= Battle of Lesnaya order of battle =

The following units fought in the Battle of Lesnaya on October 9, 1708 during the Great Northern War.

==Russian army==
Tsar Peter I of Russia.

===Corps Volant, infantry===
- Preobrazhenski Guards (1,556)
- Semenovski Guards (1,664)
- Ingermanlandski Regiment (1,610)
- Astrakhanski Regiment (319)
- Total: 5,149

===Corps Volant, dragoons===
- Menshikovs's Squadron/Life regiment (604)
- Nevski Regiment (786)
- Vladimirski Regiment (914)
- Tverski Regiment (779)
- Sibirski Regiment (702)
- Rostovski Regiment (767)
- Nizhegorodski Regiment (753)
- Troitski Regiment (839)
- Smolenski Regiment (888)
- Viatski Regiment (769)
- Total: 7,801

===Bauer's dragoons===
- Kievski Regiment (612)
- Novgorodski Regiment (930)
- Permski Regiment (678)
- Narvski Regiment (385)
- Yamburgski Regiment (546)
- Kargopolski Regiment (582)
- Ustiugski Regiment (655)
- Koporski Regiment (588)
- Total: 4,976
Grand total: 17,926 men (excluding officers, artillery personal and irregulars)

NOTES:
- Including officers (about 10% of the actual force), Cossack and Kalmyks (2,500–5,000) and artillery personnel (at least five men on each cannon [150 men]) the force would 'estimated' reach over 22,000 men.
- Another 8,000 men under general Werden, marched from the village of Patskovo to join the battle.

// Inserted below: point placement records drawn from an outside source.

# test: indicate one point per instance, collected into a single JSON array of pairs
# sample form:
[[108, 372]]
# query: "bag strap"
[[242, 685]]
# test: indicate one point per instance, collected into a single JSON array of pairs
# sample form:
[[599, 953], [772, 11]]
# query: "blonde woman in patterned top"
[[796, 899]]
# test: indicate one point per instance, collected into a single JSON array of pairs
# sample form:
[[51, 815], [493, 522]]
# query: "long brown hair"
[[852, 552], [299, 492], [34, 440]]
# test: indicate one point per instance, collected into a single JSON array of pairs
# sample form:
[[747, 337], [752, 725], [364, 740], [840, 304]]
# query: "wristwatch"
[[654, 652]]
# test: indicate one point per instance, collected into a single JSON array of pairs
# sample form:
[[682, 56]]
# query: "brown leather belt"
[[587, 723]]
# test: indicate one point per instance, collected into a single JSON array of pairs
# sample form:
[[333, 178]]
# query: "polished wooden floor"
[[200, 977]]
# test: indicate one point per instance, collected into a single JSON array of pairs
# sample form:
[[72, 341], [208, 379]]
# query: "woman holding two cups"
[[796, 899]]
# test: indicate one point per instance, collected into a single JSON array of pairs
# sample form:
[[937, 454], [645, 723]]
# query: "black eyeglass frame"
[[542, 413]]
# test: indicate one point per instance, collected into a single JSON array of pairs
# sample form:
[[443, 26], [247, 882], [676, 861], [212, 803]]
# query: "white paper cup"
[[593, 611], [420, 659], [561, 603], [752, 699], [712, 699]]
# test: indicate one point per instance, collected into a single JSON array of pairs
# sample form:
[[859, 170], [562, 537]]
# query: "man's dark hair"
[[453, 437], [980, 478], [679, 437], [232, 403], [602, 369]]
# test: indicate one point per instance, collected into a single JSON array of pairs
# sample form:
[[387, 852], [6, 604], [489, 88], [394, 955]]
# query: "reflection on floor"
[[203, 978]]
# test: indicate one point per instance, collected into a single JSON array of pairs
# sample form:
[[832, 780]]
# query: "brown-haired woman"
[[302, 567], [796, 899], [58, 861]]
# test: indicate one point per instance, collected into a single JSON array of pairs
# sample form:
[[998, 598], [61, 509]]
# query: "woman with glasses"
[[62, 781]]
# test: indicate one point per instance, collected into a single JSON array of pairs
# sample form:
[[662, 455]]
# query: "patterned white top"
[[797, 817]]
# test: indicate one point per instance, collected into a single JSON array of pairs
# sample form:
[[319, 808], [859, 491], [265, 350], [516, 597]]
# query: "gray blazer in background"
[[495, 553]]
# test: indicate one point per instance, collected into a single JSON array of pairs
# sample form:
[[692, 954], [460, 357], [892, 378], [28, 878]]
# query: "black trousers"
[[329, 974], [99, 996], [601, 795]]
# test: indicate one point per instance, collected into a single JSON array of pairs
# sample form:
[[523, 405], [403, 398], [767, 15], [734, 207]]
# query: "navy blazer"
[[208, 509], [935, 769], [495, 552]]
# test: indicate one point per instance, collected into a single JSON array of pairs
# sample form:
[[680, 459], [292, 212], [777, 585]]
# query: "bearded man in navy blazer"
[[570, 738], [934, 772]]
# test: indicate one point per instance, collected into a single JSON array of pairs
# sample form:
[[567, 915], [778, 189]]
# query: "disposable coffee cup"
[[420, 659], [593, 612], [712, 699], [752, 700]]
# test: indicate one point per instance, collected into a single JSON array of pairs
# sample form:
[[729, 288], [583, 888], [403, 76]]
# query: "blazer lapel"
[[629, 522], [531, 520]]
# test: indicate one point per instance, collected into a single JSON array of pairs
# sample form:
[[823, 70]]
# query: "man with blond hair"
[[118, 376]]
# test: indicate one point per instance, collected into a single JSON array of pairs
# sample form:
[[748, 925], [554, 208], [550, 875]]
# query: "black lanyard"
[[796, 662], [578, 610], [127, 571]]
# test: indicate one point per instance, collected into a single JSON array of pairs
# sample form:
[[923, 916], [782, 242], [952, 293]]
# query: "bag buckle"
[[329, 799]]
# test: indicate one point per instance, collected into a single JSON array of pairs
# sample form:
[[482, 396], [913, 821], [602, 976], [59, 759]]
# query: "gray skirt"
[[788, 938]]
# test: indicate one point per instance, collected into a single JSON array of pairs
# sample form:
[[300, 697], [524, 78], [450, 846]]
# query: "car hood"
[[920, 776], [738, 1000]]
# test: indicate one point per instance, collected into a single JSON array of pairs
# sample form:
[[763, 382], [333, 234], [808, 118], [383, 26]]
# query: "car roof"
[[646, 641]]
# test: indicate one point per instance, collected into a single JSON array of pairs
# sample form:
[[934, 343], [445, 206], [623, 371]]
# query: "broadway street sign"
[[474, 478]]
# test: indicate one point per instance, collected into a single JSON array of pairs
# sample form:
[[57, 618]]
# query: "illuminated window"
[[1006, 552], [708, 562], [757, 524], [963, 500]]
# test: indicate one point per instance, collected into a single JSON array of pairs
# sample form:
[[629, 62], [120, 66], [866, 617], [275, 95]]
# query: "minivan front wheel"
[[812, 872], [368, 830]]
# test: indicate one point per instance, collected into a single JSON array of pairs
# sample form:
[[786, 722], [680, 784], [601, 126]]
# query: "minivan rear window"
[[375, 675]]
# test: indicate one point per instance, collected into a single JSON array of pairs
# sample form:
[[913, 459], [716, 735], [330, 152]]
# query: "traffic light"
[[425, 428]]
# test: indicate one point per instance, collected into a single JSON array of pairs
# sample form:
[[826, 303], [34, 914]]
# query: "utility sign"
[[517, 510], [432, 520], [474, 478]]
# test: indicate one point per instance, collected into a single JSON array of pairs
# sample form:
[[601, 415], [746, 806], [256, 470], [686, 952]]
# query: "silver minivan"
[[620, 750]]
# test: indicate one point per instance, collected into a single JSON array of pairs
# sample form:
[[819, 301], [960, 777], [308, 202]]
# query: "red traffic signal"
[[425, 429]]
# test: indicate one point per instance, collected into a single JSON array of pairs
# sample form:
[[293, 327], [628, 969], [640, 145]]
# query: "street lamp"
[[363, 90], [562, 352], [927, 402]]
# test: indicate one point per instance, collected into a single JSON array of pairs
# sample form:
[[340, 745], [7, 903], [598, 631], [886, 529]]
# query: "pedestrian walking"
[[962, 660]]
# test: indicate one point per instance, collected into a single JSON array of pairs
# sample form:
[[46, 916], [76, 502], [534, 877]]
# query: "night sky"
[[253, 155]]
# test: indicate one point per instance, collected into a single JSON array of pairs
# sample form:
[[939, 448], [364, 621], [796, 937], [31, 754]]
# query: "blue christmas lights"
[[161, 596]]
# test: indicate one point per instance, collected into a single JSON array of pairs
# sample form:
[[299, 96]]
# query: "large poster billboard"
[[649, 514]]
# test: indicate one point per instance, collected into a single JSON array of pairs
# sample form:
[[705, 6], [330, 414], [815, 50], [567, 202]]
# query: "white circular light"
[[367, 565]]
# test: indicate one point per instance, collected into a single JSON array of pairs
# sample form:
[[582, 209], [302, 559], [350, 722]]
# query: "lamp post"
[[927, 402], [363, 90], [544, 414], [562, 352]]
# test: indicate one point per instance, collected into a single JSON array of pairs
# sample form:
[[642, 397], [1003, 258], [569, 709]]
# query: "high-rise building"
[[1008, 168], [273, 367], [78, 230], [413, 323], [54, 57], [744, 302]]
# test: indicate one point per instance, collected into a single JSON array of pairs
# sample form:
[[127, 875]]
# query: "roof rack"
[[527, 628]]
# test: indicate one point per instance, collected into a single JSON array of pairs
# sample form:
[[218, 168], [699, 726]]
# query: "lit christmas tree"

However, they did not make it to participate in the fighting.
- About 900 men from Bauer's dragoons did not participate in the main battle, as they instead were positioned at Propoisk to block the Swedish escape route.
- In earlier Russian accounts, the regiments had been reduced with 100 men, in some cases more, for propaganda reasons. For example, Preobrazhenski Guards (1,456) and Semenovski Guards (1,564).

==Swedish army==
Adam Ludwig Lewenhaupt, Governor of Riga.

===Infantry===
- Hälsinge Regiment (1,160)
- Björneborg Regiment (900)
- Upplands, Västmanlands and Dalarnas tremänningsregemente (980)
- Åbo, Björneborgs and Nylands tremänningsregemente (900)
- Smålands tremänningsregemente (600)
- Livland and Ösels infanteriregemente (880)
- Åboland Regiment (500)
- Nyland Regiment (500)
- Österbotten Regiment (600)
- Närke-Värmlands tremänningsregemente (400)
- Öselska infanteribataljonen (580)
- Artillery Regiment (50)
- Total: 8,050

===Cavalry===
- Livländska Adelsfanan (200)
- Åbo and Björneborg Regiment (1,000)
- Karelska Regiment (800)
- Upplands Ståndsdragoner (800)
- Schlippenbachs livländska värvade dragonregemente (600)
- Schreiterfelts livländska värvade dragonregemente (600)
- Karelska lantdragonskvadronen (300)
- Skoghs livländska dragonskvadron (300)
- Öselska ståndsdragonskvadronen (300)
- Vallack cavalry (50)
- Total: 4,950
Grand total: 13,000 men (excluding officers)

NOTES:
- The table above is from Petre's diary which is the highest (Swedish) estimation of the Swedish troops, Lewenhaupt claimed his force being 10,914 strong and Weihe claimed the Swedish force to 11,450.
- The Swedish army was 13,000 soldiers strong (excluding officers, 1,300 men) when they started their march from Riga. However, the long march caused about 10% casualties, having the total strength with officers 13,000.
- Only about 9,000 men participated in the actual battle having the others protecting the wagon train.